In The Pencil of Nature (1844), William Henry Fox Talbot (1800-1877) explained his idea of “fixing the shadow” of nature. While traveling in Italy in 1833, his frustration with his inability to draw satisfactory views of the scenery around Lake Como prompted his discovery of a new kind of “drawing.” Talbot wrote that his pictures were made “without any aid whatever from the artist’s pencil” but instead by the “mere action of Light upon sensitive paper.”

Talbot’s first and favorite portrait subject was his plaster cast of Patroclus, a copy of the marble bust in the British Museum. His earliest negative of Patroclus was made in 1839, the year photography was announced. Talbot’s chemistry required lengthy exposures and a stationary object; this bust was the ideal subject. The brush strokes around the border of this exceptional salt print from a calotype negative of 1842 indicate that Talbot himself, rather than an assistant, prepared the sheet of paper by hand.

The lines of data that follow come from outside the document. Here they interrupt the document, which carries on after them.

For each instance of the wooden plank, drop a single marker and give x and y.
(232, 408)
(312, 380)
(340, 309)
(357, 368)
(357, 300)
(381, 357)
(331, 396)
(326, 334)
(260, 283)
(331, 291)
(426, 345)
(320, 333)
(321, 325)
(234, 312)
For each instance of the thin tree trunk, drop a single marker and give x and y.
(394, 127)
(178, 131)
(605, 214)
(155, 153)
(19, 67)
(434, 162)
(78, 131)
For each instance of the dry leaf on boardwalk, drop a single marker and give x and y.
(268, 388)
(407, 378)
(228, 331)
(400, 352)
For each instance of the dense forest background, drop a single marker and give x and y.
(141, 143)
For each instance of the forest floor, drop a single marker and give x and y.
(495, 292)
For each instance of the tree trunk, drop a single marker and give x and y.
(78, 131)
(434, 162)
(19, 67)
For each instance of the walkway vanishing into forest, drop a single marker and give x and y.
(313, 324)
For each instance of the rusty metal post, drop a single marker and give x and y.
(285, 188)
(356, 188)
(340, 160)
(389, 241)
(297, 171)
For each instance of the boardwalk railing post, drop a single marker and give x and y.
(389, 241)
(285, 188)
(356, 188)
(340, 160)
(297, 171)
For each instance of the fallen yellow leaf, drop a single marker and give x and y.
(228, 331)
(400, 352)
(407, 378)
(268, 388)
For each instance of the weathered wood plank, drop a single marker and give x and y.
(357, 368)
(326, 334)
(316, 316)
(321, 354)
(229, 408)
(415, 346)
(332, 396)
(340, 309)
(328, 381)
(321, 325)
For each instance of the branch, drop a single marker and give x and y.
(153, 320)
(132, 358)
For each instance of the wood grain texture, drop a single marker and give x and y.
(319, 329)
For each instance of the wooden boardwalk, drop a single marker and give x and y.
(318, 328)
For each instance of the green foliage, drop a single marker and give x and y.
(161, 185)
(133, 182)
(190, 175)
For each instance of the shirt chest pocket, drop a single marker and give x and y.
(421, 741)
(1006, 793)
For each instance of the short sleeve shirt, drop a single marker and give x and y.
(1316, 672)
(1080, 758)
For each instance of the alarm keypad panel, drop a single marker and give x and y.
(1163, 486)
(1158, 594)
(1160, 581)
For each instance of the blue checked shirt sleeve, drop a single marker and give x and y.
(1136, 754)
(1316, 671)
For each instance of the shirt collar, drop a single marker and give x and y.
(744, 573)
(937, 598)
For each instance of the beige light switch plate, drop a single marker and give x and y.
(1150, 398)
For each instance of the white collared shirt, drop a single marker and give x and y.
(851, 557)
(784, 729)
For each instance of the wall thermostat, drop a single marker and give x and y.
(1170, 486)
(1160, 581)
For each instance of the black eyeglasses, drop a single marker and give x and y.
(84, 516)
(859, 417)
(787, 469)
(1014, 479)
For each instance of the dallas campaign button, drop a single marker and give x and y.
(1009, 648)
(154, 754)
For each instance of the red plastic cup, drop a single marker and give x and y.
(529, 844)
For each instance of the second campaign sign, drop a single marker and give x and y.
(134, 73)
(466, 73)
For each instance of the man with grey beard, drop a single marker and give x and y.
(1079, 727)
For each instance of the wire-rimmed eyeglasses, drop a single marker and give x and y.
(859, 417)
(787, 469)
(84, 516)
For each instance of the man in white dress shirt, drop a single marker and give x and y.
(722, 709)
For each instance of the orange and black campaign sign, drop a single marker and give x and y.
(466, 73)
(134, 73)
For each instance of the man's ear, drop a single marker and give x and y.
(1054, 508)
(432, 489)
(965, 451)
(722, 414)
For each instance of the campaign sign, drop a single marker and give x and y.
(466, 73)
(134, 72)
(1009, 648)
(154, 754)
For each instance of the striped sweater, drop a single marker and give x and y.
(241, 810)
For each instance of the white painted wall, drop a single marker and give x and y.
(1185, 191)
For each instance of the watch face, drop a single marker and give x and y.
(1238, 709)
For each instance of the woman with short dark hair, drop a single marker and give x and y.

Jean-Charles Deburau was asked by Nadar (1820-1910) and his brother Adrien Tournachon (1825-1903) to pose for a series of photographs of expressions and comical misadventures of the famous pantomime character Pierrot. Intended as publicity for the brothers’ struggling studio, the photographs were an enormous popular success and won the gold medal at the Exposition Universelle of 1855 in Paris. This rare gelatin-coated salt print was part of that award-winning series. Deburau’s father, the pantomime actor Jean-Gaspard—stage name Baptiste—had created the character Pierrot immortalized in Marcel Carné’s 1945 film Les Enfants du Paradis.

Giacomo Caneva (1813-1865) was a Roman painter who took up photography. He was the inspiration behind, and a founder of, the Caffe Greco School of painting and photography in Rome where its members gathered at the base of the Spanish Steps. Caneva’s embrace of photography, first the daguerreotype and then the negative-positive process, was a natural outgrowth of his training as a painter of perspective scenes. He was the first photographer working in nineteenth-century Rome to make genre scenes with peasants as a principal subject.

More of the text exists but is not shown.